Men who had been smokers were at greater risk of dying from any type of cancer than non-smoking cancer patients, the researchers found. There is evidence that smokers are less likely to undergo cancer screening tests such as colonoscopy, so they may be diagnosed with cancer later on when it is more difficult to treat, the researchers note. Cigarette smoking itself, they add, could also make tumors grow more aggressively.

Heavy drinkers were more likely to die from head and neck or liver cancer than non-drinkers with either type of cancer, and the risk rose in tandem with the amount of alcohol consumed. Drinking alcohol may increase tumor aggressiveness, the researchers say, or make people less likely to comply with treatment recommendations.

Men who were resistant to the effects of the blood-sugar-processing hormone insulin, which is a warning sign of diabetes, were also more likely to die after a cancer diagnosis.

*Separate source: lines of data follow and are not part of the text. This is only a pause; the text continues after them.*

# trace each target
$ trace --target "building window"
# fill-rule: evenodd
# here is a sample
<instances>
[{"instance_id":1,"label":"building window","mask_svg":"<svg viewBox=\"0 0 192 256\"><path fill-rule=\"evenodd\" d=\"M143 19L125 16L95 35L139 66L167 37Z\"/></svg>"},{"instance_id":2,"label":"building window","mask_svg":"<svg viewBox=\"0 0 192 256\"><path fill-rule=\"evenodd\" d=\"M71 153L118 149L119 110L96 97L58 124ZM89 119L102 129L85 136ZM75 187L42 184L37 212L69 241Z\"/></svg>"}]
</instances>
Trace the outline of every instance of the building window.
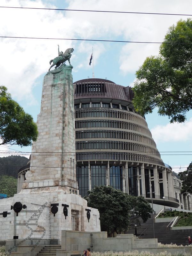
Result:
<instances>
[{"instance_id":1,"label":"building window","mask_svg":"<svg viewBox=\"0 0 192 256\"><path fill-rule=\"evenodd\" d=\"M127 107L126 106L123 106L122 105L121 105L121 108L122 109L124 109L124 110L127 110Z\"/></svg>"},{"instance_id":2,"label":"building window","mask_svg":"<svg viewBox=\"0 0 192 256\"><path fill-rule=\"evenodd\" d=\"M106 103L105 102L104 102L103 103L103 102L102 102L102 104L103 105L103 108L111 107L111 105L110 105L110 103Z\"/></svg>"},{"instance_id":3,"label":"building window","mask_svg":"<svg viewBox=\"0 0 192 256\"><path fill-rule=\"evenodd\" d=\"M119 108L119 106L117 104L112 104L112 106L113 108Z\"/></svg>"},{"instance_id":4,"label":"building window","mask_svg":"<svg viewBox=\"0 0 192 256\"><path fill-rule=\"evenodd\" d=\"M101 104L100 102L92 102L91 103L92 108L100 108Z\"/></svg>"},{"instance_id":5,"label":"building window","mask_svg":"<svg viewBox=\"0 0 192 256\"><path fill-rule=\"evenodd\" d=\"M79 194L83 197L85 196L87 196L89 190L89 167L77 166L76 173Z\"/></svg>"},{"instance_id":6,"label":"building window","mask_svg":"<svg viewBox=\"0 0 192 256\"><path fill-rule=\"evenodd\" d=\"M83 108L90 108L90 103L82 103L81 104L81 107Z\"/></svg>"},{"instance_id":7,"label":"building window","mask_svg":"<svg viewBox=\"0 0 192 256\"><path fill-rule=\"evenodd\" d=\"M110 167L110 185L116 189L123 191L122 168L121 166Z\"/></svg>"},{"instance_id":8,"label":"building window","mask_svg":"<svg viewBox=\"0 0 192 256\"><path fill-rule=\"evenodd\" d=\"M91 168L92 189L95 186L106 185L106 166L105 165L92 165Z\"/></svg>"},{"instance_id":9,"label":"building window","mask_svg":"<svg viewBox=\"0 0 192 256\"><path fill-rule=\"evenodd\" d=\"M138 196L137 191L137 168L128 167L129 194L132 196Z\"/></svg>"}]
</instances>

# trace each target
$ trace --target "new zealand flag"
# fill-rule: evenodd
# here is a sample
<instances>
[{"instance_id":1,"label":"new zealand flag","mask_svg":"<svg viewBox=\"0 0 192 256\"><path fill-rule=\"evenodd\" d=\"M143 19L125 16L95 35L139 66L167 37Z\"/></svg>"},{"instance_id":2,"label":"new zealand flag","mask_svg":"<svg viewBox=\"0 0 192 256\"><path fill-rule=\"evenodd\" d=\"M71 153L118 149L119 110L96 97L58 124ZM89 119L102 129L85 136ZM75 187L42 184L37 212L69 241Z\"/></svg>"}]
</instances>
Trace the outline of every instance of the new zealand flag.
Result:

However, the researchers found, people with a high body mass index (a measure of weight in relation to height) were at lower risk of death from cancer overall, and from head and neck or esophageal cancer specifically. Heavier patients might fare better after a cancer diagnosis because they are better nourished and thus more able to survive the rigors of treatment, the researchers note.

"Our findings suggest that groups at high risk of cancer need to be educated continually to improve their health behaviors -- not only to prevent cancer, but also to improve prognosis," the team concludes.